Before delving into the mistakes, the following subsection introduces the terminology that will be used. So, I recommend you to take a look and familiarize yourself with the terms. With the help of the Science-Fish-Team, let’s begin our journey against the neuruptors!!!

Terminology

In this section, I will introduce the terminology that we will use for the rest of the book.

Most of the time, datasets are stored as tables or in Python terminology, pandas data frames or numpy arrays. Figure 0.2 shows the classic IRIS dataset (Fisher 1936) stored in a pandas data frame.

First rows of the IRIS dataset.

Figure 0.2: First rows of the IRIS dataset.

The columns represent variables (features) and the rows represent examples also known as instances or data points. In this table, there are \(5\) variables sepal length, sepal width, petal length, petal width and the class. Each row represents a specific plant. In machine learning terminology, rows are more commonly called instances whereas in statistics they are often called data points or observations. Here, I will use those terms interchangeably.

Figure 0.3 shows the same data frame. Suppose that we are interested in predicting the class based on the other variables. In machine learning terminology, the variable of interest (the one that depends on the others) is called the class or label for classification problems. For regression, it is often referred to as y. In statistics, it is more commonly known as the response, dependent, or y variable, for both, classification and regression.

First rows of theIRIS dataset. The first four columns are the features and the last column is the class.

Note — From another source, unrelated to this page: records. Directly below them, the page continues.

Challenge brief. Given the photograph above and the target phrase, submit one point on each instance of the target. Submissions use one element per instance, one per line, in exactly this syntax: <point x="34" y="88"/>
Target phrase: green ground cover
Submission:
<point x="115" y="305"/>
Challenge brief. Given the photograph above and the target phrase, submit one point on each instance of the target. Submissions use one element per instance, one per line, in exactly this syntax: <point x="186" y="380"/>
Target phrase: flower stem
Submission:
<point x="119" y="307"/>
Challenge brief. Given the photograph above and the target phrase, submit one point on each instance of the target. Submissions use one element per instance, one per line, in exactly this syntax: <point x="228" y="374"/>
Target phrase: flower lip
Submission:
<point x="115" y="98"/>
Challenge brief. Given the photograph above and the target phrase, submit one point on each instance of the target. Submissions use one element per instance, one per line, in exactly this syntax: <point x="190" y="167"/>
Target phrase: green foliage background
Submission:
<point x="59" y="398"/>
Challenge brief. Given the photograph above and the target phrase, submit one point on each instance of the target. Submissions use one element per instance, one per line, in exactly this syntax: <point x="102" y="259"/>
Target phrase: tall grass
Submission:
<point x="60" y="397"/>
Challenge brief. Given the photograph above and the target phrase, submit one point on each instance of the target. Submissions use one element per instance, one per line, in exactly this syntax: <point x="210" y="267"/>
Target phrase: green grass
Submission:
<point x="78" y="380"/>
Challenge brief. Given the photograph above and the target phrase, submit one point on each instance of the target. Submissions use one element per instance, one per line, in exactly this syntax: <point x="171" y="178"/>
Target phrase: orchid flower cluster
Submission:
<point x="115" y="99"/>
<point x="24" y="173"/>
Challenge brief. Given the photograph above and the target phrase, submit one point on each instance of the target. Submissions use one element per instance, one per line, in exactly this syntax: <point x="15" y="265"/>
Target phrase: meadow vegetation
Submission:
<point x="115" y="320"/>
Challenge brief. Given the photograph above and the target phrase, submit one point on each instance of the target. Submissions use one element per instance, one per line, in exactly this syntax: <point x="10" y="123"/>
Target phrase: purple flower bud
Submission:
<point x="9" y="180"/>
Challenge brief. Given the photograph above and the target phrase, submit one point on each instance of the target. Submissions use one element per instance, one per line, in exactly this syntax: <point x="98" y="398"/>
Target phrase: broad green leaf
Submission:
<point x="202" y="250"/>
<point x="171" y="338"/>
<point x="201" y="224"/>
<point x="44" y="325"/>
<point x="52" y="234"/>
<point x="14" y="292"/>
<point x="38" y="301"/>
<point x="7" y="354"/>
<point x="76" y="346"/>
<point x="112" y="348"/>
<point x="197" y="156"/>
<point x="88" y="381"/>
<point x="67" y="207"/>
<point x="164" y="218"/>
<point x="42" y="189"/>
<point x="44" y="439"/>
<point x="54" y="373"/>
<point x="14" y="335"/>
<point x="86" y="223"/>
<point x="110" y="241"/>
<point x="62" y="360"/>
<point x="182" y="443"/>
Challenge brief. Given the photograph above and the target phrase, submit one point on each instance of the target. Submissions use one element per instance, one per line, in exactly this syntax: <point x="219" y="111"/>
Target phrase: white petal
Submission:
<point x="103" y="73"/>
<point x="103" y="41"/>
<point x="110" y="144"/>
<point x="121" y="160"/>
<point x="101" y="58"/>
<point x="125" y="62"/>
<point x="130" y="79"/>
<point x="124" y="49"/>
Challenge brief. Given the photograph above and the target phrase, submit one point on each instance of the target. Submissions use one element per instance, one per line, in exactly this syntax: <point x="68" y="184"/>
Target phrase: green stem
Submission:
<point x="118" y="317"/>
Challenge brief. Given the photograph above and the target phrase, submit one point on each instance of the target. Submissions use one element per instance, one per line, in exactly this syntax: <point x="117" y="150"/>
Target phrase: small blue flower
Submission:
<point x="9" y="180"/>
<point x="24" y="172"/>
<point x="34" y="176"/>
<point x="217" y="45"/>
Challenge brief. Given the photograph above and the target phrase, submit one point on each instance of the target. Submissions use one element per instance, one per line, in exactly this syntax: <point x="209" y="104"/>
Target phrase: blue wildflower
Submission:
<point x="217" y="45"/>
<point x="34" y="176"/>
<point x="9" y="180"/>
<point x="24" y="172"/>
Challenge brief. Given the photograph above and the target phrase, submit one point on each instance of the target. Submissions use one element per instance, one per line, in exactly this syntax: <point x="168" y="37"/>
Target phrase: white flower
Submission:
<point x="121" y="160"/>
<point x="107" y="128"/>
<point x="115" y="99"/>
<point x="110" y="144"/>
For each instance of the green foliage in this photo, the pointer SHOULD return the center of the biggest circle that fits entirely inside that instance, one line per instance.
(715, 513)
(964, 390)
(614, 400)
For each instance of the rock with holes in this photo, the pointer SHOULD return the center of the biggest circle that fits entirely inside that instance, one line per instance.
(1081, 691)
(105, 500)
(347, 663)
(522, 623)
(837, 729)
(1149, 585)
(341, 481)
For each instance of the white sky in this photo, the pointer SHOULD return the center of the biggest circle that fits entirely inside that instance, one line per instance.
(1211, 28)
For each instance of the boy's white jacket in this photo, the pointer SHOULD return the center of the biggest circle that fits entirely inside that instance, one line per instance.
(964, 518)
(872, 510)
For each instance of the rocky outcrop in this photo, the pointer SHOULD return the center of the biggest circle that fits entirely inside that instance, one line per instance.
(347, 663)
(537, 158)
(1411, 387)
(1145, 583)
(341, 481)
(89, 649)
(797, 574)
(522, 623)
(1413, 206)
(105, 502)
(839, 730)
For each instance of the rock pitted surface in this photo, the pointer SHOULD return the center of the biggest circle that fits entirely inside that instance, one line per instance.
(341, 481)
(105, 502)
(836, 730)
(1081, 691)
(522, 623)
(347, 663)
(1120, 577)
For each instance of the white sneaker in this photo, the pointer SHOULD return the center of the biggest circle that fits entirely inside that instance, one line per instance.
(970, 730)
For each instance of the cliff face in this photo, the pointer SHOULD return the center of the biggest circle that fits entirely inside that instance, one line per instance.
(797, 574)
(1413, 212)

Figure 0.3: First rows of theIRIS dataset. The first four columns are the features and the last column is the class.

In machine learning terminology, the variables used to predict the class are called features or attributes. In statistics, they are typically referred as predictors, independent variables, or X. The term feature vector is used often in machine learning. A feature vector is an array containing the features of a given instance. For example, the feature vector of the first instance in Figure 0.3 is \([5.1,3.5,1.4,0.2]\).

Regarding algorithms, the term model will be used to refer to classifiers or regression models. From the context, it should be clear which one it refers to, or if both.

Now that we are armed with this terminology, let’s begin fighting those neuruptors!!!

References

Fisher, Ronald A. 1936. “The Use of Multiple Measurements in Taxonomic Problems.” Annals of Eugenics 7 (2): 179–88.